Effective Accounting Management for Law Firms Handling Retainer-Based Cases

Accounting for law firms has several unique features. The primary reason for this is the use of retainers. Similar to a deposit, this is the fee paid to your firm before work commences. Retainers can vary, depending on the case in question, the lawyer’s fees, and other factors. Once a case has been completed, the remainder of the retainer, if any, is returned to the client. 

However, this payment structure can greatly impact the accounting practices of your law firm, especially when it comes to trust accounts. 

 

Understanding Retainer-Based Cases and IOLTA Accounts

A common trust account in legal firms – and perhaps one of the trickiest to manage – is an IOLTA (Interest on Lawyers Trust Account).

What is an IOLTA?

IOLTAs are closely linked to client retainers. Essentially, these advanced payments are kept in an IOLTA until your firm completes the necessary services. Thereafter, the funds are transferred to your business’ operating account, where they officially become earned income. 

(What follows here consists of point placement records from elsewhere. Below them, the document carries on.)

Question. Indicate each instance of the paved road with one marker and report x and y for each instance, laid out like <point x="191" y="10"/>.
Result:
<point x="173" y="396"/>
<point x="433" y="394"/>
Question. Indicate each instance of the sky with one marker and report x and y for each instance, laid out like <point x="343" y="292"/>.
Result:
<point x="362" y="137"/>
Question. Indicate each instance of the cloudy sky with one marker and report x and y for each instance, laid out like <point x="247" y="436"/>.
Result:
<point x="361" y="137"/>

What makes these accounts special is that the interest they earn is not kept by your firm as profit. Instead, it is collected by your state bar association for charitable purposes and activities, including: 

  • Civil legal services.
  • Funding law school scholarships.
  • Providing legal assistance and legal aid to those who can’t afford it. 
  • Funding grants for non-profit organizations and public service programs.

How does an IOLTA differ from a traditional bank account?

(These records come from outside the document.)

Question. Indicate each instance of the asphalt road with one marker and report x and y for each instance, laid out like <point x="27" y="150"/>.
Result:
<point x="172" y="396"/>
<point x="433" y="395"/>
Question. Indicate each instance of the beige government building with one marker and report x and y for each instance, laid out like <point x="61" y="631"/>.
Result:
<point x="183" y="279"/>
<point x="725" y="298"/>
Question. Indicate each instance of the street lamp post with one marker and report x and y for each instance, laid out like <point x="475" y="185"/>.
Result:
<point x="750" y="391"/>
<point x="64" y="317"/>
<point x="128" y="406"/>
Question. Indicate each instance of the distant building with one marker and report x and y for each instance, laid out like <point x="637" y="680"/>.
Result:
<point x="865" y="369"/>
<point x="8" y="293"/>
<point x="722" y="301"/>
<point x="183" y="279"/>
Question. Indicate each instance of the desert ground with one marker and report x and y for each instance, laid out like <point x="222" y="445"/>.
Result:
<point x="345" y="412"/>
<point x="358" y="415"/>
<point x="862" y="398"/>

Because the interest from these accounts is used by your state’s bar association, IOLTAs are tax-exempt. According to the IRS, interest derived from these accounts is not taxable to the client, firm, or an individual attorney, as it is not accounted for as gross income.  

However, IOLTAs have strict record-keeping requirements, along with several ethical and legal obligations that affect accounting for law firms. Moreover, some of the regulations around managing these accounts vary between states.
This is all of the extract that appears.